Let's say the x = 123.
int rev = 0;
rev = rev * 10 + x % 10; // rev = 3, 1st iteration.
x = x/10; // x = 12
rev = rev * 10 + x % 10; // rev = 3 * 10 + 2 = 32, 2nd iteration
x = x/10; // x = 1
rev = rev * 10 + x % 10; // rev = 32 * 10 + 1 = 321, 3rd iteration.
x = 0 so the loop terminates after 3 iterations for 3 digits.
The conditionals within the loop check to see if the reversed values would exceed what a 32 bit number could hold.
So it is log10(n)
exactly for the reason you stated in your question.
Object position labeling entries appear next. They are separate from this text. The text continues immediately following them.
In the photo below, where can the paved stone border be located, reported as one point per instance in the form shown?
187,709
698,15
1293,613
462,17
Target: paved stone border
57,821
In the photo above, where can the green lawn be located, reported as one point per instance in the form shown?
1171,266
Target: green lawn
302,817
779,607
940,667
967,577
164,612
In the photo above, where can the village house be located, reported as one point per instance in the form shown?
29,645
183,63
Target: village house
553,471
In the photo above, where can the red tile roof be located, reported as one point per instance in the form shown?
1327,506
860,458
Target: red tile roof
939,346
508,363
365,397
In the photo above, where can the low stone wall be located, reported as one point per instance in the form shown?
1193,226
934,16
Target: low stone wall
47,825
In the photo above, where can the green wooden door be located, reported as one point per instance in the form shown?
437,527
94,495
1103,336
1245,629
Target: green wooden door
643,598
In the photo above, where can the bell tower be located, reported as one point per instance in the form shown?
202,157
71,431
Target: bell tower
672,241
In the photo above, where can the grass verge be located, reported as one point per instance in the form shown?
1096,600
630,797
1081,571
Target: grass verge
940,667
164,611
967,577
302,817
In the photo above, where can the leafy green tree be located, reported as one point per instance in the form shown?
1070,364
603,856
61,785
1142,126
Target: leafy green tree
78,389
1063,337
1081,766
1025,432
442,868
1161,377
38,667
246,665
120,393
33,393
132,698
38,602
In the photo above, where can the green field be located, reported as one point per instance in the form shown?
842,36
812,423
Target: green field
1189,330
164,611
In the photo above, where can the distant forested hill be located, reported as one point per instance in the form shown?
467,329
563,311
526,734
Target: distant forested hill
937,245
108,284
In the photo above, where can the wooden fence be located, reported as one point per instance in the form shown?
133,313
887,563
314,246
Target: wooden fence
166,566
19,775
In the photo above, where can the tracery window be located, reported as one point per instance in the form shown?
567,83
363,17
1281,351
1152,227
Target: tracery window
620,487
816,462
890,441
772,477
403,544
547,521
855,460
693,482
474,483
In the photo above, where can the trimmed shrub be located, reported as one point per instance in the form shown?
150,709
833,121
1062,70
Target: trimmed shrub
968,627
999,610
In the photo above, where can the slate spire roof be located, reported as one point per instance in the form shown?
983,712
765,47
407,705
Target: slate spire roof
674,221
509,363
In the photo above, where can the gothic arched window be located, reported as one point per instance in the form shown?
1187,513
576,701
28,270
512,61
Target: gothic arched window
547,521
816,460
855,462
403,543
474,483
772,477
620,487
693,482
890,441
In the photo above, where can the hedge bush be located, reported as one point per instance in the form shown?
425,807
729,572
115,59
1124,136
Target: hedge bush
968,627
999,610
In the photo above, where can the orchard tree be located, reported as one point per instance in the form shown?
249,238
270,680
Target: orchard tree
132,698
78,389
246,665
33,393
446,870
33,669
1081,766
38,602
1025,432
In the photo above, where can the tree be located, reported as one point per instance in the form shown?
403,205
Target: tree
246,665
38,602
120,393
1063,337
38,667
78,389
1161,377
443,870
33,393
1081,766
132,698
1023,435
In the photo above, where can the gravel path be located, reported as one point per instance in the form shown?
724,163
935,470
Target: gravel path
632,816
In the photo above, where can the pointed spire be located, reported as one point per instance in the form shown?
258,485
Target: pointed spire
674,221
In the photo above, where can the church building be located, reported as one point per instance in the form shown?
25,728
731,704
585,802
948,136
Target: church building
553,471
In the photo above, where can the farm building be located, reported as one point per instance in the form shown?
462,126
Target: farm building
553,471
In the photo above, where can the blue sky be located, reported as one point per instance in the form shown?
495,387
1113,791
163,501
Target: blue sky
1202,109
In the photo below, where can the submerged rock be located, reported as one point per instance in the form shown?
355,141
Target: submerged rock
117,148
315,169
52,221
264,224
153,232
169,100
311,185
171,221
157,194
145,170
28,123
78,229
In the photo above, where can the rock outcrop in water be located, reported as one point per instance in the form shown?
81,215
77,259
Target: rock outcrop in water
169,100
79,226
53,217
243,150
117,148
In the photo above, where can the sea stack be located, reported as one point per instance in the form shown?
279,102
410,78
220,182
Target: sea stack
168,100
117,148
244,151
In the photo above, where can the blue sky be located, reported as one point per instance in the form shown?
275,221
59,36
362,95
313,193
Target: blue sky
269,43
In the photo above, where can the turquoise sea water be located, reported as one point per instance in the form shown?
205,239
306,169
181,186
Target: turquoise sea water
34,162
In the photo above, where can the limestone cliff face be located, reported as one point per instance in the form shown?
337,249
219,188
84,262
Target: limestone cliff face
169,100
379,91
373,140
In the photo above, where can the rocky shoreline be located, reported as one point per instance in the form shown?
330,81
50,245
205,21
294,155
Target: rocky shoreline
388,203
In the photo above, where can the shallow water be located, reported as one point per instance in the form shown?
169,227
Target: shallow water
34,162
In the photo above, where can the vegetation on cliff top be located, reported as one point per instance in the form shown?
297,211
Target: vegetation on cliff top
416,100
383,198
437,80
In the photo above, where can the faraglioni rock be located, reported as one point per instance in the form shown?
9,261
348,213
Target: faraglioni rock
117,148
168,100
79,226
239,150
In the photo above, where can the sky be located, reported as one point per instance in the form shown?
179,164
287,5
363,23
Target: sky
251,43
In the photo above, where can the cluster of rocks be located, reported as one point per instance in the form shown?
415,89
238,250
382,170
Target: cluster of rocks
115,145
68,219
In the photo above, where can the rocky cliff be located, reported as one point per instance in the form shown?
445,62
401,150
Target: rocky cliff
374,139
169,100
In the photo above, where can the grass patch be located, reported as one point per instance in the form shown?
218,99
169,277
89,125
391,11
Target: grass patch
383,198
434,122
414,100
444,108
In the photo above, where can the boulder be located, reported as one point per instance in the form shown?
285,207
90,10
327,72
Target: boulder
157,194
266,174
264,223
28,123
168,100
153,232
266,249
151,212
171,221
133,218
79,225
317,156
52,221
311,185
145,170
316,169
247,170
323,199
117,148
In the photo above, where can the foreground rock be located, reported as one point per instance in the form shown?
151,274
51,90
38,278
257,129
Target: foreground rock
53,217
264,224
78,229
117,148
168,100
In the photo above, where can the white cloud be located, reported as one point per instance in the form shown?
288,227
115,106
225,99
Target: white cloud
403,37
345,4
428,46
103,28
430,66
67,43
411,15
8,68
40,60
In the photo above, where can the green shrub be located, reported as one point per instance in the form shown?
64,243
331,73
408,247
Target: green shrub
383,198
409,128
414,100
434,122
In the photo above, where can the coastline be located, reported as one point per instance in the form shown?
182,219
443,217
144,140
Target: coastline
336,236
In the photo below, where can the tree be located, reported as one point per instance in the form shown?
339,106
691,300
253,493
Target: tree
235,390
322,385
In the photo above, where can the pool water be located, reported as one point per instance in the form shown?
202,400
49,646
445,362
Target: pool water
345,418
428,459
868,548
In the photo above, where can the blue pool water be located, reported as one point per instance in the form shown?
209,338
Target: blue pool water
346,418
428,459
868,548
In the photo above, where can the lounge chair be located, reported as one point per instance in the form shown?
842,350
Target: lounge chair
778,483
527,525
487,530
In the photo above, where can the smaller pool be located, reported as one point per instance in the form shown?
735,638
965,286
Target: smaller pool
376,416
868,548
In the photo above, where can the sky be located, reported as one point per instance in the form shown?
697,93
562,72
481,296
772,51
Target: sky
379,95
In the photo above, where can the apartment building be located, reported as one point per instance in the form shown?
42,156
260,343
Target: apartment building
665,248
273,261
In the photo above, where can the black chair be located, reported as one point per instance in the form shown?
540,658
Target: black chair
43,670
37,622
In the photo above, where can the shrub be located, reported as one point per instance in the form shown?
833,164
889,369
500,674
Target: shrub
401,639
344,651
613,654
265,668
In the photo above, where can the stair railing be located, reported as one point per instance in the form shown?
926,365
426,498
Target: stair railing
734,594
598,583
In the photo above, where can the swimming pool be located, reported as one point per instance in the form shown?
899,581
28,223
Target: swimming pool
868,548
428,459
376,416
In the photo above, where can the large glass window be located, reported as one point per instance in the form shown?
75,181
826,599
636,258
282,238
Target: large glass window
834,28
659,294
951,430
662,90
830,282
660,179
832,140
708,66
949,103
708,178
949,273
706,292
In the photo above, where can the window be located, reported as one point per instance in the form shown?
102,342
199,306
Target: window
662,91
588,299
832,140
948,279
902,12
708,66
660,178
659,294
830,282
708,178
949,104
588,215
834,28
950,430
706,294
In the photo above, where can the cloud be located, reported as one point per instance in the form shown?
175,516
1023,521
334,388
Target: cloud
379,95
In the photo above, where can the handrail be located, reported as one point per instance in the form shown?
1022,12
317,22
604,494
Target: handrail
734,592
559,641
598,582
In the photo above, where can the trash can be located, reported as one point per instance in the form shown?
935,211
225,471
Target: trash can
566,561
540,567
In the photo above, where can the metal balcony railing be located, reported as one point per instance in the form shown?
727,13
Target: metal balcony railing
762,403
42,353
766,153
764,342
The log of a number n
to a given base is the exponent
required to raise the base
back to the number n
. And the exponent is an approximation of the number of digits
in the number.
Based on your comment, it could also have been stated that "For any number n
, where m
is the the number of digits in n
, the time complexity is O(m)
."